Canada’s First Hovercraft
Canada’s first hovercraft was an Alligator Boat.
For the purposes of this story let’s assume that a hovercraft is a boat that can move across land or water. OK? In that case, Canada’s first hovercraft was an Alligator.
In the later part of the 19th century and into the 20th century, the loggers in and around what is now known as Algonquin Park used a very special tugboat to corral logs on water and drag them across the lakes to the mills and shipping locations. The boats were called Alligators. Why? Because, like alligators, they were capable of navigating both on water and on land.
A boat on land? Isn’t that normally called a shipwreck or, at least, winter storage?

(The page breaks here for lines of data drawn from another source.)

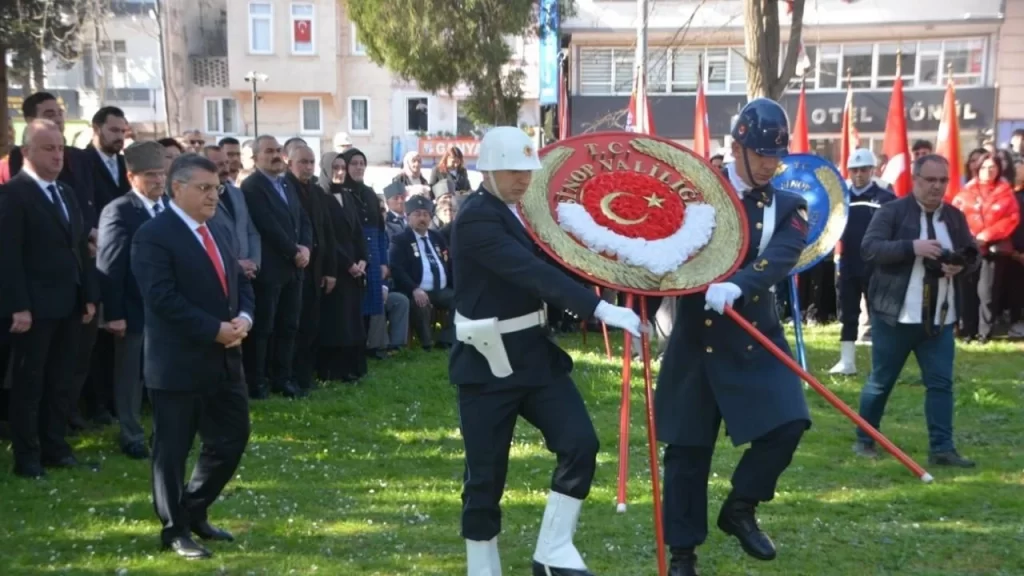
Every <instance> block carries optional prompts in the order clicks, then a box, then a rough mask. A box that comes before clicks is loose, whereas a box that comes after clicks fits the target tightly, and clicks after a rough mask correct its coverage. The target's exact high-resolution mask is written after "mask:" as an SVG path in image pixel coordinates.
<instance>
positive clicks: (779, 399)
mask: <svg viewBox="0 0 1024 576" xmlns="http://www.w3.org/2000/svg"><path fill="white" fill-rule="evenodd" d="M773 202H774V203H776V205H775V223H774V229H773V230H774V232H773V234H772V236H771V238H770V240H769V241H768V244H767V246H766V247H765V250H764V252H763V253H761V254H760V255H759V254H758V249H759V247H760V245H761V239H762V231H763V230H765V229H766V228H767V227H765V225H764V216H765V209H766V208H767V207H768V206H769V205H771V203H773ZM742 204H743V209H744V210H745V211H746V217H748V230H749V234H750V236H749V238H750V247H749V248H748V252H746V254H745V255H744V257H743V260H742V264H741V266H740V269H739V270H738V271H736V272H735V273H734V274H733V275H732V276H731V277H729V278H728V279H727V280H725V281H724V282H728V283H732V284H735V285H736V286H738V287H739V288H740V290H741V291H742V296H741V297H740V298H739V299H738V300H736V302H735V304H734V308H735V310H736V312H738V313H739V314H740V315H741V316H742V317H743V318H745V319H746V320H748V321H750V322H751V323H752V324H754V326H755V327H756V328H758V329H759V330H760V331H761V332H762V333H764V335H765V336H768V338H770V339H771V340H772V342H773V343H775V344H776V345H777V346H779V347H780V348H781V349H782V351H784V352H785V353H786V354H788V355H790V356H793V354H792V352H790V344H788V343H787V342H786V339H785V332H784V331H783V329H782V325H781V323H780V322H779V318H778V313H777V312H776V310H775V295H774V293H773V292H771V291H770V290H771V288H772V287H773V286H775V285H776V284H778V283H780V282H781V281H782V280H784V279H785V278H786V277H788V275H790V272H791V271H793V266H795V265H796V264H797V260H799V259H800V254H801V252H803V250H804V247H805V246H806V245H807V220H806V219H805V218H804V216H803V215H801V214H800V210H801V209H806V206H807V203H806V202H805V201H804V199H803V197H801V196H799V195H797V194H792V193H786V192H778V191H774V190H772V189H771V187H770V186H769V187H764V188H761V189H758V190H755V191H750V192H748V193H746V194H745V195H744V196H743V200H742ZM676 310H677V313H676V321H675V323H674V324H673V329H672V336H671V337H670V339H669V345H668V347H667V348H666V351H665V360H664V361H663V364H662V370H660V373H659V374H658V378H657V389H656V392H655V396H654V421H655V422H656V425H657V439H658V440H659V441H662V442H666V443H668V444H676V445H683V446H706V447H710V446H714V445H715V441H716V439H717V437H718V431H717V425H718V422H717V418H719V417H721V418H723V419H725V424H726V428H727V430H728V433H729V438H730V439H731V440H732V443H733V444H734V445H736V446H739V445H740V444H746V443H748V442H751V441H752V440H754V439H756V438H758V437H761V436H763V435H765V434H766V433H768V431H771V430H772V429H774V428H776V427H778V426H780V425H782V424H785V423H787V422H792V421H795V420H808V421H810V414H809V412H808V410H807V402H806V401H805V400H804V388H803V386H802V385H801V382H800V378H799V377H798V376H797V375H796V374H795V373H794V372H793V371H792V370H790V369H788V368H786V367H785V365H783V364H782V363H781V362H780V361H779V360H778V359H776V358H775V357H774V356H772V355H771V353H769V352H768V351H767V349H766V348H765V347H764V346H762V345H761V344H759V343H758V342H757V341H756V340H755V339H754V337H753V336H751V335H750V334H748V333H746V332H745V331H743V329H742V328H740V327H739V325H737V324H736V323H735V322H733V321H732V320H730V319H728V318H726V317H725V316H723V315H720V314H718V313H716V312H714V311H706V310H705V294H703V293H697V294H691V295H688V296H681V297H680V298H679V299H678V300H677V304H676ZM719 414H721V416H719Z"/></svg>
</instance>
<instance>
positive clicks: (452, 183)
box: [430, 146, 473, 196]
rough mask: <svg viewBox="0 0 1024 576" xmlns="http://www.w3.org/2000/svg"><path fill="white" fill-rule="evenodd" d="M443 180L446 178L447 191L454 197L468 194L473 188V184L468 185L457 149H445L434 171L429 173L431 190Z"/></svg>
mask: <svg viewBox="0 0 1024 576" xmlns="http://www.w3.org/2000/svg"><path fill="white" fill-rule="evenodd" d="M443 178H447V180H449V191H451V192H452V193H453V194H455V195H456V196H462V195H464V194H468V193H469V192H470V191H471V190H472V188H473V184H471V183H469V172H467V171H466V166H465V162H464V161H463V158H462V151H461V150H459V147H455V146H454V147H452V148H450V149H447V152H445V153H444V156H442V157H441V159H440V161H438V162H437V166H436V167H434V171H433V172H431V173H430V187H431V189H432V188H433V186H434V184H436V183H437V182H439V181H442V179H443Z"/></svg>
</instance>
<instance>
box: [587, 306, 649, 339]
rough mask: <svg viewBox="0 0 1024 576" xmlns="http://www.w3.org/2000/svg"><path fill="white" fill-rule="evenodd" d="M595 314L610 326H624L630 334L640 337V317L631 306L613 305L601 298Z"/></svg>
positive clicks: (618, 327) (605, 323)
mask: <svg viewBox="0 0 1024 576" xmlns="http://www.w3.org/2000/svg"><path fill="white" fill-rule="evenodd" d="M594 316H595V317H597V319H598V320H600V321H601V322H603V323H605V324H607V325H608V326H614V327H615V328H622V329H623V330H626V331H627V332H629V333H630V334H633V335H634V336H636V337H638V338H639V337H640V317H639V316H637V313H635V312H633V311H632V310H630V308H627V307H623V306H613V305H611V304H609V303H608V302H605V301H604V300H601V302H600V303H599V304H597V307H596V308H595V310H594Z"/></svg>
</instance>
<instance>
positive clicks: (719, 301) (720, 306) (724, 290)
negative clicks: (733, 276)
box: [705, 282, 743, 314]
mask: <svg viewBox="0 0 1024 576" xmlns="http://www.w3.org/2000/svg"><path fill="white" fill-rule="evenodd" d="M742 295H743V291H742V290H740V289H739V286H736V285H735V284H732V283H729V282H723V283H722V284H712V285H711V286H709V287H708V292H707V293H706V294H705V310H713V311H715V312H717V313H718V314H725V306H731V305H732V303H733V302H735V301H736V300H737V299H739V297H740V296H742Z"/></svg>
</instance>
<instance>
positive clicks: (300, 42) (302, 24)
mask: <svg viewBox="0 0 1024 576" xmlns="http://www.w3.org/2000/svg"><path fill="white" fill-rule="evenodd" d="M294 26H295V41H296V42H300V43H308V42H312V39H313V34H312V23H310V22H309V20H295V25H294Z"/></svg>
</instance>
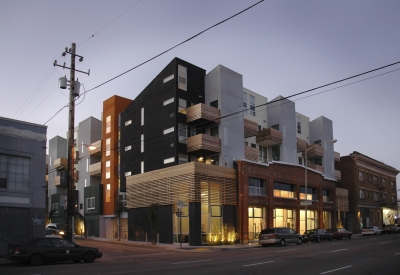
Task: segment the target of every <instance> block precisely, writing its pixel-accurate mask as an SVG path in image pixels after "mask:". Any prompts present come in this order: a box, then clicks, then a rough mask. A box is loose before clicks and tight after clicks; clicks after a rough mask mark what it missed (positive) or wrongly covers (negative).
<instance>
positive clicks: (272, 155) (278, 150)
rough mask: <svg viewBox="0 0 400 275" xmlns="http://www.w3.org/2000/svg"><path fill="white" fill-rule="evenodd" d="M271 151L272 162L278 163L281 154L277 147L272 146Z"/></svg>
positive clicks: (280, 152)
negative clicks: (273, 160) (273, 161)
mask: <svg viewBox="0 0 400 275" xmlns="http://www.w3.org/2000/svg"><path fill="white" fill-rule="evenodd" d="M271 150H272V160H275V161H279V160H280V159H281V152H280V148H279V146H273V147H272V148H271Z"/></svg>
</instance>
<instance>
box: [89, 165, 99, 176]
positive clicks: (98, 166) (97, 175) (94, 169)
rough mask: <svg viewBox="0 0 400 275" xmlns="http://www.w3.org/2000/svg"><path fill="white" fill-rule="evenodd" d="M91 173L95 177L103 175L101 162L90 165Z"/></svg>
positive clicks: (90, 171)
mask: <svg viewBox="0 0 400 275" xmlns="http://www.w3.org/2000/svg"><path fill="white" fill-rule="evenodd" d="M89 175H91V176H93V177H101V162H97V163H95V164H91V165H90V166H89Z"/></svg>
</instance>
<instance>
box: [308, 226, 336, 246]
mask: <svg viewBox="0 0 400 275" xmlns="http://www.w3.org/2000/svg"><path fill="white" fill-rule="evenodd" d="M322 240H328V241H332V240H333V233H329V232H326V230H325V229H322V228H316V229H311V230H306V232H304V234H303V242H312V241H314V242H317V243H319V242H321V241H322Z"/></svg>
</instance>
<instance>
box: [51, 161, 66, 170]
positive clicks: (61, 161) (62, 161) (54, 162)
mask: <svg viewBox="0 0 400 275" xmlns="http://www.w3.org/2000/svg"><path fill="white" fill-rule="evenodd" d="M67 166H68V159H66V158H59V159H55V160H54V168H55V169H57V170H59V169H62V168H66V167H67Z"/></svg>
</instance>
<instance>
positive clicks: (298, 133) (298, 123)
mask: <svg viewBox="0 0 400 275" xmlns="http://www.w3.org/2000/svg"><path fill="white" fill-rule="evenodd" d="M297 133H298V134H301V117H299V116H298V117H297Z"/></svg>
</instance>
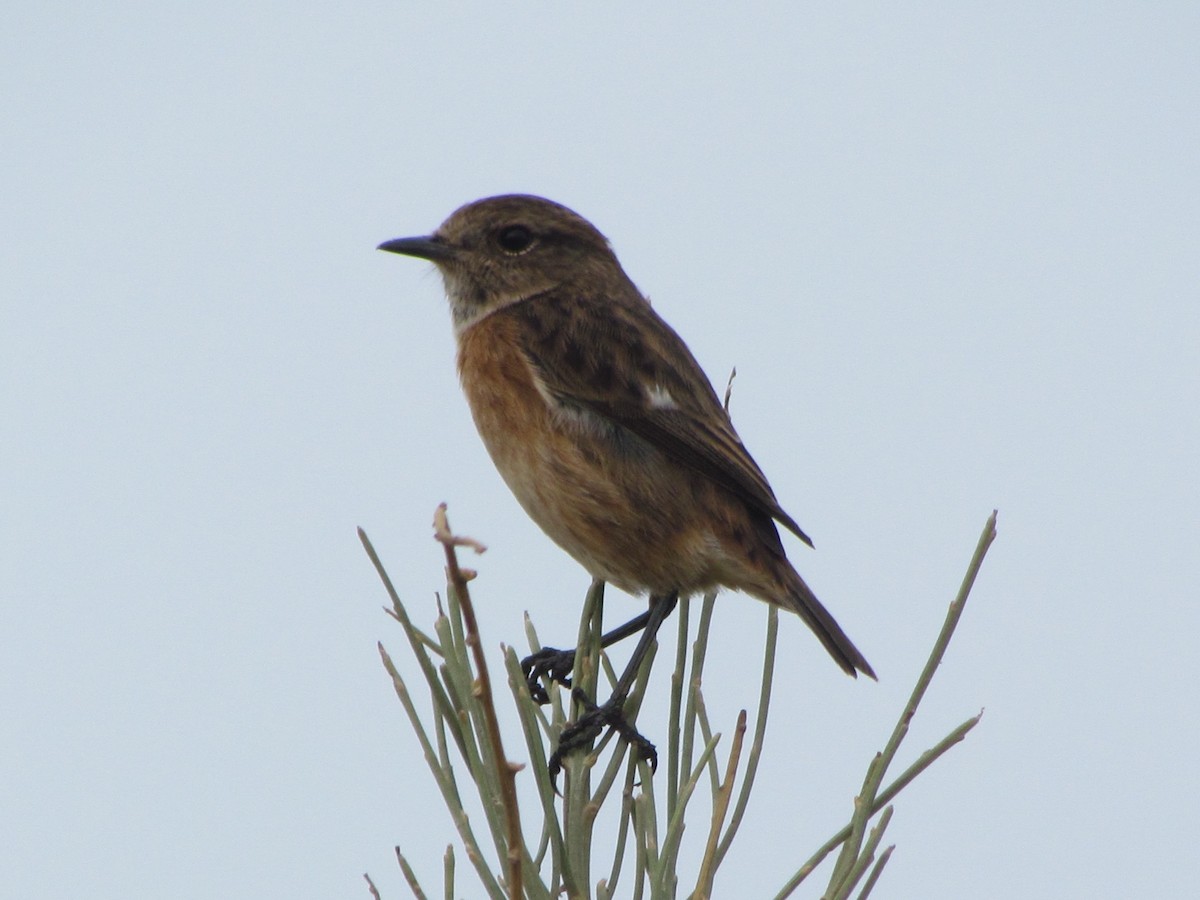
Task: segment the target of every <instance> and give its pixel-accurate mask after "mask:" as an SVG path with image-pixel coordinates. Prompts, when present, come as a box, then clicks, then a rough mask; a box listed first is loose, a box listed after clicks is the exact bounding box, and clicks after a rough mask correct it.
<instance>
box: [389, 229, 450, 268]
mask: <svg viewBox="0 0 1200 900" xmlns="http://www.w3.org/2000/svg"><path fill="white" fill-rule="evenodd" d="M378 250H386V251H388V252H389V253H403V254H404V256H406V257H420V258H421V259H430V260H432V262H434V263H437V262H440V260H443V259H452V258H454V247H451V246H449V245H448V244H446V242H445V241H443V240H442V239H440V238H438V236H437V235H436V234H432V235H430V236H427V238H396V240H391V241H384V242H383V244H380V245H379V247H378Z"/></svg>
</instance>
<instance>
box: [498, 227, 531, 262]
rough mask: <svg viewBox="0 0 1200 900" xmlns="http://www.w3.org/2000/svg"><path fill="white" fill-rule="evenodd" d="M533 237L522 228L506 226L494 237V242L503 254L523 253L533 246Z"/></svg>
mask: <svg viewBox="0 0 1200 900" xmlns="http://www.w3.org/2000/svg"><path fill="white" fill-rule="evenodd" d="M533 241H534V236H533V232H530V230H529V229H528V228H526V227H524V226H508V227H505V228H502V229H500V232H499V234H497V235H496V242H497V244H499V245H500V250H503V251H504V252H505V253H512V254H514V256H516V254H517V253H524V252H526V251H527V250H529V247H532V246H533Z"/></svg>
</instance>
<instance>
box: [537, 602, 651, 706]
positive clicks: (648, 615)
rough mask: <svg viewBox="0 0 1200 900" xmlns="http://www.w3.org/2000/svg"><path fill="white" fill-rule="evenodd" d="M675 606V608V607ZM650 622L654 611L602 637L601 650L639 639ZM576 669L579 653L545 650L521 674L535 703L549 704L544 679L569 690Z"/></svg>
mask: <svg viewBox="0 0 1200 900" xmlns="http://www.w3.org/2000/svg"><path fill="white" fill-rule="evenodd" d="M672 606H673V604H672ZM649 620H650V611H649V610H647V611H646V612H643V613H642V614H641V616H635V617H634V618H631V619H630V620H629V622H626V623H625V624H624V625H618V626H617V628H614V629H613V630H612V631H610V632H608V634H607V635H602V636H601V637H600V647H611V646H612V644H614V643H617V641H622V640H624V638H626V637H629V636H630V635H636V634H637V632H638V631H641V630H642V629H644V628H646V623H648V622H649ZM574 668H575V650H559V649H557V648H554V647H542V648H541V649H540V650H538V652H536V653H534V654H530V655H529V656H526V658H524V659H523V660H521V672H522V674H524V677H526V684H528V685H529V696H530V697H533V700H534V702H535V703H548V702H550V695H548V694H547V692H546V689H545V688H544V686H542V685H541V679H542V678H544V677H545V678H548V679H550V680H551V682H558V683H559V684H562V685H565V686H568V688H570V686H571V670H574Z"/></svg>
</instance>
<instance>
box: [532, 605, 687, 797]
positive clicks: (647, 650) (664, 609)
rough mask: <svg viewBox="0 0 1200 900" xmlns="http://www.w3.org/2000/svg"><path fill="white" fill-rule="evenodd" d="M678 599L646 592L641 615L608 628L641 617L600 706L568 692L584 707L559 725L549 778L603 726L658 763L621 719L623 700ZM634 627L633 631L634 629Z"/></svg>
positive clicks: (611, 633)
mask: <svg viewBox="0 0 1200 900" xmlns="http://www.w3.org/2000/svg"><path fill="white" fill-rule="evenodd" d="M678 600H679V595H678V594H676V593H672V594H668V595H666V596H650V607H649V610H647V611H646V614H644V616H638V617H637V619H634V620H632V622H630V623H628V624H626V625H622V628H620V629H616V630H614V631H613V632H611V634H616V631H622V630H623V629H629V628H630V626H631V625H632V624H634V623H635V622H638V620H640V619H644V622H641V624H640V628H641V630H642V636H641V638H640V640H638V642H637V647H636V648H634V655H632V656H630V659H629V662H628V664H626V666H625V671H624V672H622V673H620V678H618V679H617V686H616V688H614V689H613V692H612V696H611V697H608V700H607V701H605V702H604V703H601V704H600V706H596V704H595V703H594V702H592V700H590V698H589V697H588V696H587V695H584V694H583V691H582V690H580V689H578V688H576V689H575V690H574V691H572V692H571V696H572V697H575V700H576V701H578V702H580V703H581V704H582V706H583V707H584V713H583V714H582V715H581V716H580V718H578V719H576V720H575V721H574V722H571V724H570V725H568V726H566V727H565V728H563V732H562V733H560V734H559V736H558V746H557V748H554V752H553V754H551V756H550V779H551V781H552V782H553V781H554V780H557V778H558V773H559V770H560V769H562V768H563V757H564V756H565V755H566V754H569V752H571V751H574V750H582V749H584V748H587V746H590V744H592V742H593V740H594V739H595V738H598V737H599V736H600V733H601V732H602V731H604V730H605V728H612V730H614V731H616V732H617V733H618V734H620V736H622V737H623V738H624V739H625V740H628V742H629V743H630V745H632V746H634V748H635V751H636V752H637V756H638V758H642V760H648V761H649V763H650V767H652V768H654V767H656V766H658V761H659V757H658V751H656V750H655V749H654V744H652V743H650V742H649V740H647V739H646V738H644V737H642V736H641V734H640V733H638V732H637V730H636V728H635V727H634V726H632V725H630V724H629V720H626V719H625V713H624V706H625V700H626V698H628V697H629V692H630V691H631V690H632V688H634V682H636V680H637V670H638V668H641V666H642V660H643V659H646V654H647V653H649V649H650V644H653V643H654V638H655V636H656V635H658V631H659V626H660V625H661V624H662V623H664V620H665V619H666V618H667V616H670V614H671V611H672V610H674V607H676V602H678ZM634 630H635V631H636V629H634ZM632 632H634V631H630V630H625V631H624V634H622V635H620V636H622V637H625V636H626V635H629V634H632ZM607 637H608V635H605V638H607ZM605 638H602V640H605ZM617 640H619V638H617Z"/></svg>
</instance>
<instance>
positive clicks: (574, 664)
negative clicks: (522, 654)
mask: <svg viewBox="0 0 1200 900" xmlns="http://www.w3.org/2000/svg"><path fill="white" fill-rule="evenodd" d="M572 668H575V650H558V649H554V648H553V647H542V648H541V649H540V650H538V652H536V653H534V654H532V655H529V656H526V658H524V659H523V660H521V673H522V674H523V676H524V677H526V684H527V685H529V696H530V697H533V700H534V702H535V703H539V704H545V703H548V702H550V694H547V692H546V689H545V688H544V686H542V684H541V679H542V678H547V679H550V680H551V682H558V683H559V684H562V685H565V686H568V688H570V686H571V670H572Z"/></svg>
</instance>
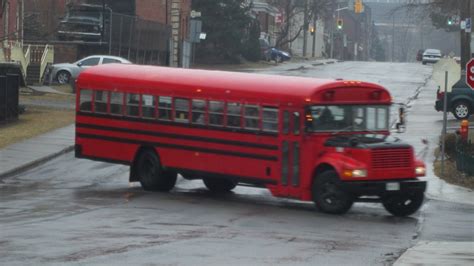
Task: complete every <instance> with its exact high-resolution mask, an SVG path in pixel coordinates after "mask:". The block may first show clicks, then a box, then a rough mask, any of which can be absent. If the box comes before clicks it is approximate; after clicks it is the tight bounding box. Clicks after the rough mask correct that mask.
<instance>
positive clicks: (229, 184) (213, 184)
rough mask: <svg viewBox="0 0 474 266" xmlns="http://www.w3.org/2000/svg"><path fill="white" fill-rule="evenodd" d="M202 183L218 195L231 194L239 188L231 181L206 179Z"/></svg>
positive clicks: (221, 179)
mask: <svg viewBox="0 0 474 266" xmlns="http://www.w3.org/2000/svg"><path fill="white" fill-rule="evenodd" d="M202 181H203V182H204V185H206V187H207V188H208V189H209V190H210V191H212V192H216V193H223V192H229V191H231V190H232V189H234V188H235V186H237V184H236V182H234V181H232V180H229V179H220V178H210V177H205V178H203V179H202Z"/></svg>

The Alligator was a flat bottom side-paddle wheeler that could travel, in still water, about 5-6 miles per hour. However if the wind came on to strong or the current was against the bow, the boat would slow from a crawl to stopped. So the boat designer came up with an ingenious way to keep it moving. They had a row bow go ahead of the Alligator about a quarter mile and drop an anchor which was attached to a winch on the Alligator. When the anchor was set, the cable would be winched in and the Alligator would move forward. This worked very well on water so the boatmen decided to try it on land. Logs were laid down across an area to portage, the anchor was played out, the winch activated and the Alligator Boat was pulled across the logs, thus navigating the portage.
Thus, the Alligator Tug could move through the water and across the land… just like a hovercraft.
There are remnants of Alligators through the Algonquin Park area.